Same number of partitions of a certain type?

Solution 1:

I don’t know of a nice intuitive argument; the usual proof is by generating functions. The generating function for the number of partitions with no part divisible by $d$ is $$g(x)=\prod_{k\ge 1,\,d\nmid k}\frac1{1-x^k}\;,\tag{1}$$ and the generating function for the number of partitions with no part repeated $d$ or more times is $$h(x)=\prod_{k\ge 1}(1+x^k+x^{2k}+\cdots+x^{(d-1)k})=\prod_{k\ge 1}\frac{1-x^{dk}}{1-x^k}\;.\tag{2}$$

Then $$g(x)\prod_{k\ge 1}(1-x^k)=\prod_{k\ge 1,\,d\mid k}(1-x^k)=\prod_{k\ge 1}(1-x^{dk})=h(x)\prod_{k\ge 1}(1-x^k)\;,$$ so $h(x)=g(x)$.

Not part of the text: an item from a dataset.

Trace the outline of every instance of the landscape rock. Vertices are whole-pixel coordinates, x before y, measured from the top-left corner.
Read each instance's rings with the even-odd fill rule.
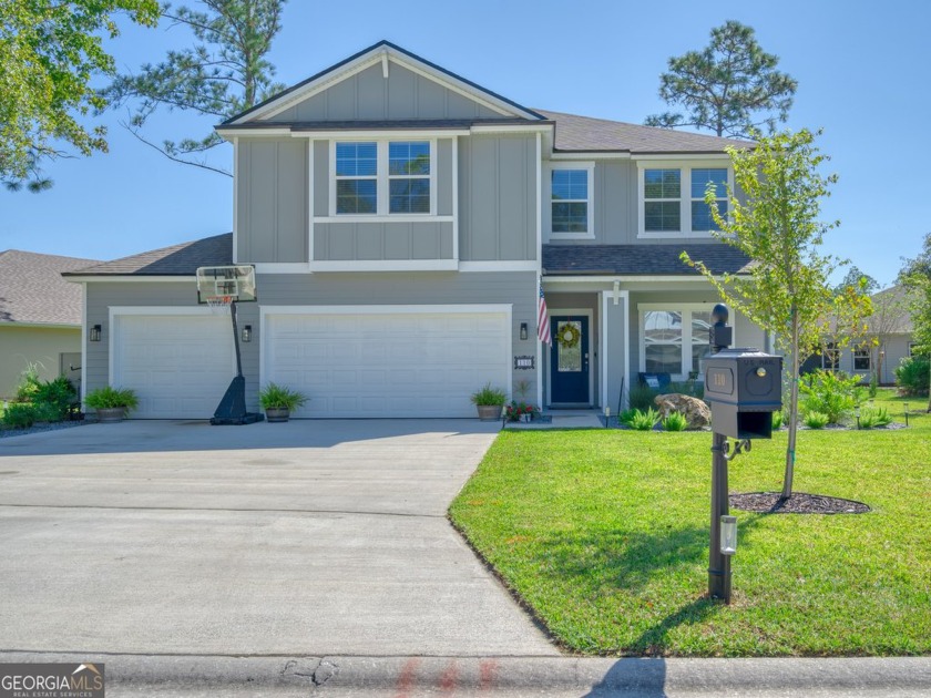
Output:
[[[671,392],[665,396],[656,396],[653,401],[659,408],[659,415],[666,419],[673,412],[678,412],[688,422],[686,429],[705,429],[712,424],[712,409],[704,400],[684,396],[679,392]]]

To see why $(1)$ and $(2)$ are the desired generating functions, note that $$\frac1{1-x^k}=1+x^k+x^{2k}+x^{3k}+\cdots\;.$$ Thus, in the product in $(1)$ there is one $x^n$ term for every way of writing $n$ as a sum of numbers not divisible by $d$, and the coefficient of $x^n$ must therefore be the number of ways of writing $n$ as a sum of numbers not divisible by $d$. In the product in $(2)$ there is one $x^n$ term for every way of writing $n$ as a sum $n_1k_1+n_2k_2+\cdots+n_mk_m$ in which the $k_i$ are distinct and the coefficients $n_i$ are all less than $d$. Such a decomposition of $n$ corresponds to a partition with $n_i$ parts of size $k_i$ for $i=1,\dots,m$, so the coefficient of $x^n$ in $h(x)$ must be the number of partitions of $n$ in which every part appears at most $d-1$ times.

Solution 2:

A bijective argument:

On the side without too many repetitions, you break up parts divisible by $d^k$ into $d^k$ parts (where $d^k$ is the highest power of $d$ dividing the size of the part). This gets you a partition without parts divisible by $d$.

To go back, you write the multiplicities in base $d$ and if you have $\sum_i a_i d^i$ parts of size $s$, then you glue them, to get $a_i$ parts of size $sd^i$.